El final Anunciado: Cappa lo fueron de River y nunca pudo armar un equipo de Cappa. Por Leo Farinella

River es una caricatura, un equipo deprimido, anárquico, que cada día juega peor, situación que se profundiza cuantos más días tiene para preparar un partido. La llegada de Cappa generó una ilusión que al día de hoy, hay que admitirlo por más que duela, se ha desvanecido. Lamentablemente, esto se pondrá peor, teniendo en cuenta que el próximo rival es Boca… Un mal resultado ese día motivaría la legítima preocupación de los habitantes del barrio River por las vibraciones del Monumental. No pudo Angel hacer jugar a River como a él y a nosotros nos gusta. Puede caerme simpático, hasta disfrutar de sus puteadas y pasaría horas escuchándolo hablar de fútbol, pero también hay que ser realistas y darse cuenta cuando la cosa no va. River está perdido. Necesita, urgentemente, un cambio de estado de ánimo. Hay que armar un River pensando en ganar la Copa Libertadores, porque la presión por la pelea de no irnos a la B será durísima, más que jugar la Copa. ¿Cuál es el sentido de cambiar y cambiar para poner a pibes que sienten sobre sus espaldas la mochila de responder en esta brava coyuntura? Lanzini va a jugar bien, Cirigliano también y así podríamos seguir, con Funes Mori, Lamela, Pereyra y algunos más. Pero primero hay que armar un equipo de hombres que saque a River de esta situación angustiante. Cappa no pudo. Y mete banquinazos que producen bollos, toda la semana manda el equipo al taller, cambia piezas, le da unos martillazos, le da una mano de pintura, pero todo sigue igual: se le pincha la goma delantera derecha y cambia la trasera izquierda. Es obvio que los jugadores ya no captan el mensaje, la intención, porque sólo eventualmente damos tres pases seguidos y eso no es normal: pesa la camiseta. Además, con los continuos cambios, Cappa erosionó el vínculo: ¿qué jugador va a morir por él? ¿Alguno, acaso?

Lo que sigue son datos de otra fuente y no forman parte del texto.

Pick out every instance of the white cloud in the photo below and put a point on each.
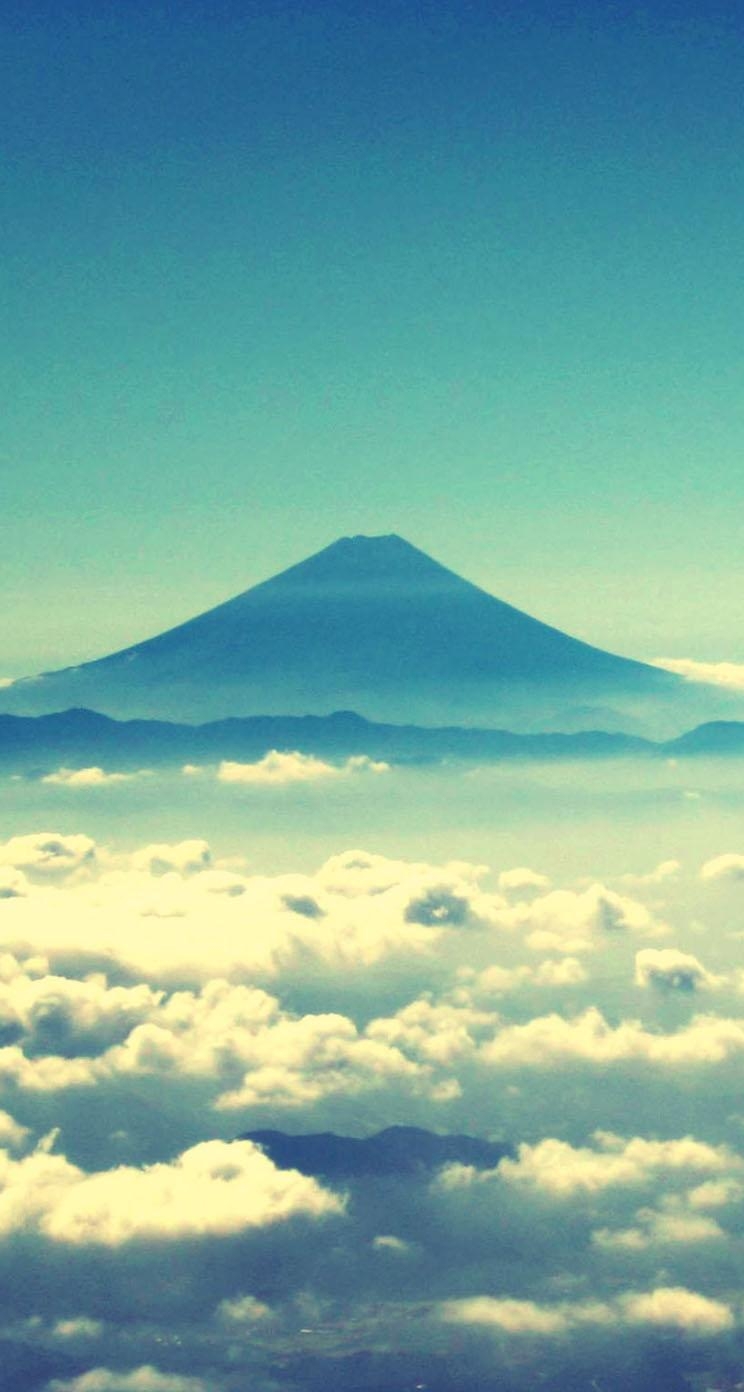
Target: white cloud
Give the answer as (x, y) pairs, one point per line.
(672, 970)
(386, 1242)
(138, 1380)
(243, 1310)
(560, 1169)
(715, 674)
(566, 920)
(521, 879)
(78, 1328)
(48, 853)
(216, 1188)
(675, 1307)
(672, 1307)
(286, 767)
(723, 867)
(549, 1040)
(92, 777)
(184, 856)
(13, 883)
(669, 1227)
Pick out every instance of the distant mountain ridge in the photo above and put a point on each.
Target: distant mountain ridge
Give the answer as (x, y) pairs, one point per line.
(397, 1150)
(369, 624)
(80, 738)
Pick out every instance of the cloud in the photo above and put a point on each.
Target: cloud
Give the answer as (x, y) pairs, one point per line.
(549, 1040)
(138, 1380)
(670, 1225)
(13, 883)
(48, 853)
(184, 856)
(715, 674)
(243, 1310)
(562, 1169)
(672, 1307)
(212, 1189)
(666, 969)
(276, 769)
(92, 777)
(723, 867)
(570, 920)
(521, 879)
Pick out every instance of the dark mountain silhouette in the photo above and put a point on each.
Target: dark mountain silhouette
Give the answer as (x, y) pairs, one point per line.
(399, 1150)
(80, 738)
(369, 624)
(716, 737)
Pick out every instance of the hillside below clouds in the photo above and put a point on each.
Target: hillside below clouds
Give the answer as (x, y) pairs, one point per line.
(374, 625)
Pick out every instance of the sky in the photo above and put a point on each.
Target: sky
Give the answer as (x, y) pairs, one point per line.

El diagnóstico es contundente. Si miramos los números de este torneo, la evidencia te pega de lleno en la frente. River no llega a los 30 puntos ni con la orden de un juez (que, por otra parte, como nos vienen dirigiendo, si dan una orden no será para beneficiarnos). Passarella también es responsable. No por la apuesta por Cappa, que sonó seductora. Sí por el plantel. Es increíble que tengamos la dependencia que tenemos de Almeyda, que estuvo cuatro años retirado y volvió para dar una mano. Cuando digo que hay que armar un equipo para ganar la Copa, me refiero a refuerzos de jerarquía, personalidad, calidad probada, y no quemar a chicos que todavía son proyectos. El objetivo era llegar a 60 puntos. Si juntamos 25 en este Apertura tendríamos que sumar 35 en el Clausura. ¿Nombres? Braña, Guiñazú, D’Alessandro, Silva. No seamos soberbios, ni compremos el discurso malicioso de los que aseguran, entre interrogación y admiración, ¡¿cómo va a descender River?!, mientras se frotan las manos de sólo pensar que eso puede suceder.